The epidemiology of acute asthma managed by ambulance paramedics in the prehospital setting in Western Australia

Gibson, Nicholas P January 2007 (has links)
[Truncated abstract] This thesis describes the epidemiology and outcome of acute asthma managed by ambulance paramedics, in the metropolitan area of Perth, Western Australia, for the period of 1990 to 2001. The primary aim of this thesis was to determine demographic, socio-economic and clinical trends for ambulance transported patients with asthma, their outcomes and how they have changed over time.
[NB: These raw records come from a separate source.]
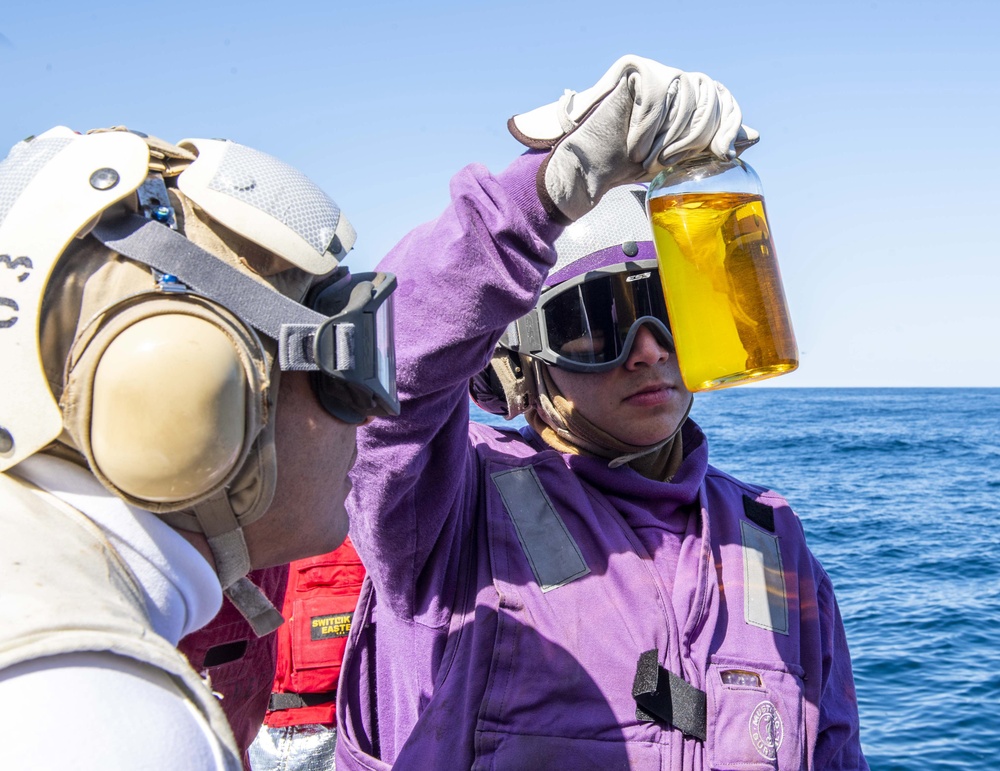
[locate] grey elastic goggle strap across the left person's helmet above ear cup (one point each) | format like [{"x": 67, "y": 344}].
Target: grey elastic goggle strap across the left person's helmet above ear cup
[{"x": 262, "y": 307}]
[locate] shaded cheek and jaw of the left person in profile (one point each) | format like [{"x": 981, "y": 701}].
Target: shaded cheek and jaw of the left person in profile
[{"x": 315, "y": 452}]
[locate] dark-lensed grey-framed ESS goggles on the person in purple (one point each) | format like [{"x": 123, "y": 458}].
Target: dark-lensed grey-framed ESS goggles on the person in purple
[{"x": 588, "y": 323}]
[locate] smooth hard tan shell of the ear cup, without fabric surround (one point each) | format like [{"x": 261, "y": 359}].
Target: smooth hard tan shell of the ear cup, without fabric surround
[{"x": 168, "y": 413}]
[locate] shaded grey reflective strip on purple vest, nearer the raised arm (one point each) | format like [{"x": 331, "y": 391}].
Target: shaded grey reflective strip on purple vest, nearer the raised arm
[{"x": 554, "y": 556}]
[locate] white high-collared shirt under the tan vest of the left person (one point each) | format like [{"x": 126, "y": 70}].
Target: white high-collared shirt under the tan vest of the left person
[{"x": 99, "y": 711}]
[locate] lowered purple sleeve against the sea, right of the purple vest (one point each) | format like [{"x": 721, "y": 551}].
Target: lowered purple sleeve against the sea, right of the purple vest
[{"x": 838, "y": 742}]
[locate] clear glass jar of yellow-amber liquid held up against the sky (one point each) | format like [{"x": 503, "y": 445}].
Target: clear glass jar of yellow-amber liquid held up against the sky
[{"x": 727, "y": 307}]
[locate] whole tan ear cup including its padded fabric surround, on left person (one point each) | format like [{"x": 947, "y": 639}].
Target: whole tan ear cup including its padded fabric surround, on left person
[{"x": 165, "y": 397}]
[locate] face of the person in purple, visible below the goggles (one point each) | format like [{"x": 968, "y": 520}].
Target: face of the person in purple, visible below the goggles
[{"x": 641, "y": 402}]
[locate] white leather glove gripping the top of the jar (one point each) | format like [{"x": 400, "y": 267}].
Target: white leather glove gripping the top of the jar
[{"x": 640, "y": 117}]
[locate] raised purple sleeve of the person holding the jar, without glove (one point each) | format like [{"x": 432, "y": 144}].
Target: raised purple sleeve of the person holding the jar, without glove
[{"x": 461, "y": 279}]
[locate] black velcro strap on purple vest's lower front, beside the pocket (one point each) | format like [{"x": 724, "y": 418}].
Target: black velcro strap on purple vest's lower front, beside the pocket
[{"x": 663, "y": 696}]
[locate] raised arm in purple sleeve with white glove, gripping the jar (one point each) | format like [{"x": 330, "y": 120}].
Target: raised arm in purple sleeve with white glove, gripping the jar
[{"x": 480, "y": 265}]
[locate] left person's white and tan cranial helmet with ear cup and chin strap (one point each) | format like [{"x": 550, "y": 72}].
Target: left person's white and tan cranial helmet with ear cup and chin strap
[{"x": 108, "y": 352}]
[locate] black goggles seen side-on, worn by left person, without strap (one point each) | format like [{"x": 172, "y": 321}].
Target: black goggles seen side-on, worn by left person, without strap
[{"x": 354, "y": 349}]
The Perth metropolitan area, located in the south-western corner of Western Australia (WA), accounts for 72% of the state’s population, which was approximately 1.3 million people at Census 2001. This thesis was structured around the analysis of twelve years of St John Ambulance (WA) data. Ambulance data was linked using probabilistic matching techniques to the Western Australian Data Linkage System, custodian of links to thirty five years of morbidity and mortality data of the state’s population . . . Unique geography, a monopolistic ambulance service and access to extensive linked data provided ideal conditions for this population-based epidemiological study of patients with asthma who were transported by ambulance. Observed trends in age and gender characteristics of patients, ambulance codes and temporal variables appear to be consistent over time. Monitoring trends in the use of ventilation procedures recorded in hospital data provided useful indicators for describing the epidemiology of severe, lifethreatening asthma in the prehospital setting. Findings from this study were found to be consistent with published literature.